4. For a new use to be capable of easement it must be within the general nature of rights that the law recognises as easements. For example unlikely the court will recognise new easements that require the servient tenement to spend money.
Legal Easement
An easement can qualify as a legal interest only if it is held as an adjunct to a fee simple absolute in possession or as an adjunct to a term of years (s1 LPA) This means an easement is only capable of being a legal interest if it is attached to a dominant tenement that is held under a freehold or leasehold estate. Secondly, only legal if created by statute, deed or registered disposition or prescription. All easement created by other means must be equitable.
Under LRA 2002, an easement expressly granted out of a registered estate must be entered on the title of the servient land in order to take effect as a legal interes.t It must be substantively registered. Failure to do so renders the easement equitable.
Equitable Easement
Easements held for periods less than a fee simple absolute in possession or term of years must be equitable. Not included in the definition of legal estates and interests found in s1 LPA 1925. Equitable easements more likely derive from the fact that the parties have failed to use the formalities appropriate for the creation of legal easements.
Ways to create easements
Express: grant or reservation
Implied: necessity (grant or reservation)
Common intention
s62 LPA 1925
Express Grant
An easement is expressly granted when the owner of the potential servient tenement grants an easement over their land to the owner of what will become the dominant tenement.
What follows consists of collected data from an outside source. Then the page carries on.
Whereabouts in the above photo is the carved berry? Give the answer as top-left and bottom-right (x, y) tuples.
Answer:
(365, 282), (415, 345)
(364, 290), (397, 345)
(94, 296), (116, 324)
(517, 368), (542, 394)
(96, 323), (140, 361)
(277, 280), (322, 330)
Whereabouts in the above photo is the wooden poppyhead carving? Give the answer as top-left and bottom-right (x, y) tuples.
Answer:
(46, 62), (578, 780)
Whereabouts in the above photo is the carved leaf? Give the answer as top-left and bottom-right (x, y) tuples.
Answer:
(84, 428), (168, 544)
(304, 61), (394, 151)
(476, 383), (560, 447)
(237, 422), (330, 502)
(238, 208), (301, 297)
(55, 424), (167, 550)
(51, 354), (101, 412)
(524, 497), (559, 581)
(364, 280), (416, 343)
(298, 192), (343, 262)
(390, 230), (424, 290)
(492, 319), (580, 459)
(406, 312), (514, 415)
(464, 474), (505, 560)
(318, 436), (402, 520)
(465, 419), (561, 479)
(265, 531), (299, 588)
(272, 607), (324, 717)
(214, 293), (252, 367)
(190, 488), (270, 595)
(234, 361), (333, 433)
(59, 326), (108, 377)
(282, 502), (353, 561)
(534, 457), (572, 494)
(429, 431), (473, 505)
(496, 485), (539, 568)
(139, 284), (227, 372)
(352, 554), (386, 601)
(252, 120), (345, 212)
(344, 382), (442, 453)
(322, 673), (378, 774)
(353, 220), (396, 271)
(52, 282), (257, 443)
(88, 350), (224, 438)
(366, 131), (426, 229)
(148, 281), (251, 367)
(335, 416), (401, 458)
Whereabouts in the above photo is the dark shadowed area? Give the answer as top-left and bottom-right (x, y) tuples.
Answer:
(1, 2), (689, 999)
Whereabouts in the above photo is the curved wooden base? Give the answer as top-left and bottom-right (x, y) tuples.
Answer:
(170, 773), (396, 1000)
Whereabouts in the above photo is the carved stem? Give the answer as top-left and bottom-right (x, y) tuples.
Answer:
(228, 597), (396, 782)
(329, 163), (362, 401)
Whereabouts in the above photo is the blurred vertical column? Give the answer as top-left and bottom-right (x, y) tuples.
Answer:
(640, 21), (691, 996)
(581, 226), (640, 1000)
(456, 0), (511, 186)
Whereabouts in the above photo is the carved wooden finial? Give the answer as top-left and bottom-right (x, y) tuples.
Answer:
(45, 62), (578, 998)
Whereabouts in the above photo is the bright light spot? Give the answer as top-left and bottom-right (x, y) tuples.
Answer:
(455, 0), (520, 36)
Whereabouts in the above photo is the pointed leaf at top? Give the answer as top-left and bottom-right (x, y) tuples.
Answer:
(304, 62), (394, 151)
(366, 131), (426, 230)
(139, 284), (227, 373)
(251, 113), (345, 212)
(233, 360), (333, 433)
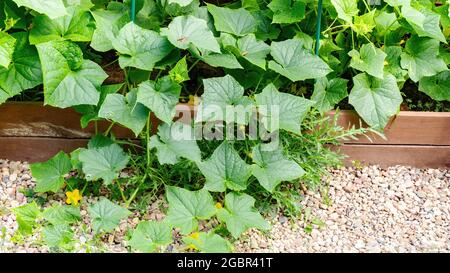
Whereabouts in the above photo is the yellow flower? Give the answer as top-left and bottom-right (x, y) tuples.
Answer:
(188, 95), (200, 106)
(186, 243), (199, 251)
(66, 189), (82, 206)
(384, 60), (389, 66)
(215, 202), (223, 209)
(400, 39), (405, 45)
(189, 232), (200, 240)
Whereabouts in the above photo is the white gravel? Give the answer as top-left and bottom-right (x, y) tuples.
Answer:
(1, 159), (449, 253)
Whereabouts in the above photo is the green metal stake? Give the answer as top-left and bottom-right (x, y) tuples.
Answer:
(130, 0), (136, 22)
(315, 0), (323, 56)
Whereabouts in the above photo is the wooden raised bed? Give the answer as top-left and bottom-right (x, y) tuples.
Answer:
(1, 102), (449, 168)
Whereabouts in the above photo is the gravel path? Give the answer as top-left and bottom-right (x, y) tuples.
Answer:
(1, 159), (449, 253)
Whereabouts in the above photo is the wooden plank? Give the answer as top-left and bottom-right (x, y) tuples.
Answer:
(0, 102), (134, 138)
(0, 137), (89, 163)
(329, 110), (450, 145)
(337, 144), (450, 168)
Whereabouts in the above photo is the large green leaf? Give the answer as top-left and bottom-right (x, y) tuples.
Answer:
(42, 205), (81, 225)
(255, 83), (314, 133)
(236, 34), (270, 69)
(217, 192), (269, 238)
(77, 83), (124, 129)
(136, 76), (181, 124)
(29, 6), (95, 44)
(129, 220), (173, 253)
(78, 143), (130, 185)
(168, 0), (194, 7)
(268, 39), (331, 81)
(169, 56), (189, 83)
(251, 144), (305, 192)
(384, 0), (410, 6)
(374, 11), (401, 35)
(197, 141), (252, 192)
(88, 198), (131, 234)
(42, 224), (74, 248)
(348, 43), (386, 79)
(12, 202), (41, 235)
(0, 32), (15, 68)
(161, 15), (220, 53)
(384, 46), (408, 83)
(98, 89), (149, 136)
(311, 77), (348, 112)
(418, 71), (450, 101)
(30, 151), (72, 193)
(182, 232), (233, 253)
(201, 51), (243, 69)
(112, 22), (173, 70)
(352, 9), (376, 35)
(330, 0), (358, 23)
(349, 73), (402, 131)
(400, 36), (448, 82)
(195, 75), (253, 124)
(150, 122), (201, 165)
(165, 186), (216, 234)
(268, 0), (305, 24)
(90, 4), (129, 52)
(401, 5), (446, 43)
(207, 4), (257, 36)
(36, 41), (107, 108)
(0, 32), (42, 104)
(12, 0), (67, 19)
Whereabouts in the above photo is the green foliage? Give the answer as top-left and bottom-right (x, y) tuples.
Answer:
(88, 198), (131, 234)
(217, 192), (269, 238)
(128, 220), (172, 253)
(165, 186), (216, 234)
(30, 151), (72, 193)
(4, 0), (449, 253)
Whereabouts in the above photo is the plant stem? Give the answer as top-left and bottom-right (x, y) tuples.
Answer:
(188, 59), (201, 73)
(146, 114), (152, 168)
(125, 173), (147, 208)
(104, 122), (115, 136)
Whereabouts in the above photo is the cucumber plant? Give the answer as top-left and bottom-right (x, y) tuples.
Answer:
(3, 0), (449, 252)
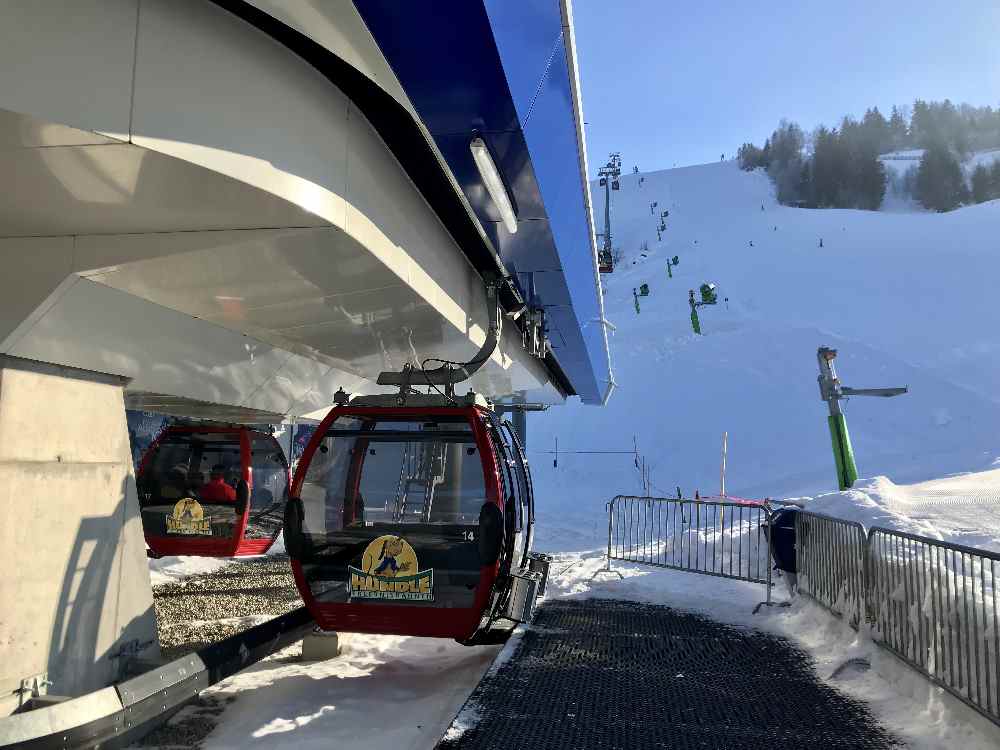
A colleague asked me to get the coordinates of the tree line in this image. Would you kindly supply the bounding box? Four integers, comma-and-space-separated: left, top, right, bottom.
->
738, 100, 1000, 212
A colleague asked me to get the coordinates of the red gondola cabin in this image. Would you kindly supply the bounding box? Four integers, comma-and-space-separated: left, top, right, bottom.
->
137, 424, 289, 558
283, 394, 545, 644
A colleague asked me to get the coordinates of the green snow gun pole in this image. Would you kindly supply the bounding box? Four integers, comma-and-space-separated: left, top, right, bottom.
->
689, 283, 717, 334
633, 284, 649, 314
666, 255, 679, 279
817, 347, 908, 490
827, 412, 857, 491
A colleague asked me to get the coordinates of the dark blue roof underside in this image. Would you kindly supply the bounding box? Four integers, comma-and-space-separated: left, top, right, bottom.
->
353, 0, 607, 404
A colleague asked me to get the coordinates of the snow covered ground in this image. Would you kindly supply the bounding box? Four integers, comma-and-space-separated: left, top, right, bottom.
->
145, 160, 1000, 748
802, 469, 1000, 552
184, 632, 499, 750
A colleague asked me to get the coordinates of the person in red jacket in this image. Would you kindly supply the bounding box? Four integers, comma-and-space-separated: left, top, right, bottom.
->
200, 464, 237, 503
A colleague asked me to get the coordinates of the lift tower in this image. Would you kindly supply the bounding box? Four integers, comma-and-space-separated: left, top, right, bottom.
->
597, 153, 621, 273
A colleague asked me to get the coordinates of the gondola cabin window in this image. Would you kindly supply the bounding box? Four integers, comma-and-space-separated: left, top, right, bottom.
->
248, 434, 290, 539
298, 415, 488, 543
138, 432, 243, 539
138, 426, 289, 557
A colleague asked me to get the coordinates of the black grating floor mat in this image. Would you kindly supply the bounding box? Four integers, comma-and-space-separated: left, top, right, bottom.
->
438, 598, 901, 750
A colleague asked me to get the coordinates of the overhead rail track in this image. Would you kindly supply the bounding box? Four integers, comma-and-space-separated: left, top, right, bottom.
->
0, 607, 314, 749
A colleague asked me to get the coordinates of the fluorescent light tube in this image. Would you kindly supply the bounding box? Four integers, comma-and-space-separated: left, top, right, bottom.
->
470, 137, 517, 234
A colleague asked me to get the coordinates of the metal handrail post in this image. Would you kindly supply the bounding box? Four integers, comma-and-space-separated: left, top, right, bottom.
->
862, 527, 874, 626
606, 499, 613, 571
765, 507, 773, 606
591, 497, 623, 580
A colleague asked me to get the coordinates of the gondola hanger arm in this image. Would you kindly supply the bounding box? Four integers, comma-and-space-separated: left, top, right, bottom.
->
377, 277, 512, 400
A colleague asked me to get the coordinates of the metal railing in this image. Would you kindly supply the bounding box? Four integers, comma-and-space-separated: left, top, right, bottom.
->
606, 495, 773, 601
868, 528, 1000, 725
795, 512, 868, 628
794, 511, 1000, 728
601, 500, 1000, 727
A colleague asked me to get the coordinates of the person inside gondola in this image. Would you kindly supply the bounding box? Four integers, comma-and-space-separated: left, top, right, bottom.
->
200, 463, 237, 502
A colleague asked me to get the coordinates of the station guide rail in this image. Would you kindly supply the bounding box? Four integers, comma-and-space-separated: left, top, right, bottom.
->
0, 607, 314, 749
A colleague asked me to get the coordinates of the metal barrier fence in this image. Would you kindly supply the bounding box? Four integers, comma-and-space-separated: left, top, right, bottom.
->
602, 501, 1000, 728
868, 528, 1000, 726
795, 512, 868, 628
606, 495, 773, 602
795, 511, 1000, 728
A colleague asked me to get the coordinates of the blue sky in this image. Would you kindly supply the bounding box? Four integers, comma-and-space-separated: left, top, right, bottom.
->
573, 0, 1000, 170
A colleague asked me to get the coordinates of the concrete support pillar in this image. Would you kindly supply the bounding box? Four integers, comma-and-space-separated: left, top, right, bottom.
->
0, 355, 158, 716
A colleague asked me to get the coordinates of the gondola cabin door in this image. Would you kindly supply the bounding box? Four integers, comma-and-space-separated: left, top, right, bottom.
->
286, 402, 533, 642
497, 419, 535, 573
137, 426, 289, 558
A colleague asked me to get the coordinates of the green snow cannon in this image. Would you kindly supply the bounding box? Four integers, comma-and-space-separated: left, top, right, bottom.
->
699, 283, 718, 305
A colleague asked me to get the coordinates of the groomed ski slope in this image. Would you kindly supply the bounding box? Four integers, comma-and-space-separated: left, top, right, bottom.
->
531, 159, 1000, 511
144, 160, 1000, 749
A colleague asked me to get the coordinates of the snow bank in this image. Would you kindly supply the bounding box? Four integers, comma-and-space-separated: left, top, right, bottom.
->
801, 469, 1000, 552
966, 148, 1000, 172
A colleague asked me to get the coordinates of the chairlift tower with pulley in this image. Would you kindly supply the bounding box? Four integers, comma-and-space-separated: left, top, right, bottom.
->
597, 152, 621, 273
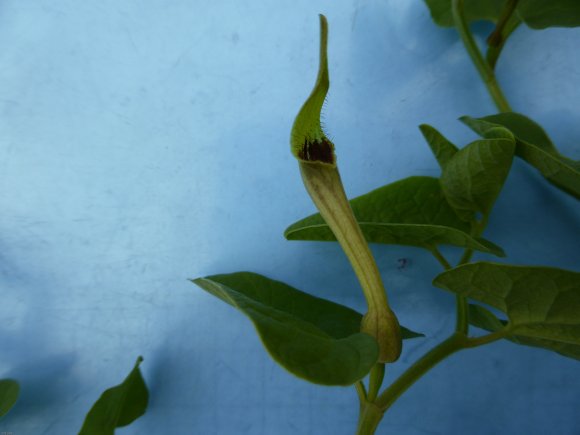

This may occur in two scenarios:
- Where the servient and dominant tenements are already in separate ownership
- When the land is owned by a potential servient owner and they sell or lease a part of that land to another, the potential servient owner may include in that sale/lease a grant of an easement to the purchaser. The land remaining in the sellers possession becomes the servient tenement and the piece sold becomes the dominant tenement.
Express Reservation
An easement is expressly reserved when the owner of the potential dominant tenement keeps an easement for the benefit of the land kept, operating over other land. Where land is owned by the potential dominant owner and they sell a piece of that land to another, the potential dominant owner may include in that sale a reservation of an easement for themselves. The land remaining with the seller becomes the dominant tenement and the piece sold becomes the servient tenement. The seller has reserved an easement for the benefit of the sellers own land. If the conveyance is by deed or registered disposition the easement is legal, if the transfer is by written contract it is equitable.
Implied creation necessity
An easement may be impliedly granted, and occasionally impliedly reserved, because of necessity. The most common example is where the land sold or retained would be useless without the existence of an easement in its favour.
Implied creation necessity grant
For reasons of necessity, easements arise most frequently in connection with way or light. If A sells part of his land to B, but it is impossible for B to gain access to his new land without walking over the land retained by A, an easement of way by necessity will be impliedly granted. Wong is an example in which an easement of ventilation by necessity was held to exist due to ventilation shaft. Real necessity must exist – in Re MRA Engineering, access to land by foot was possible so this prevented the implication of an alleged easement by necessity for vehicles.
Implied creation necessity reservation
Reservation of easements by necessity are rare because seller has power to expressly reserve an easement as condition of a sale.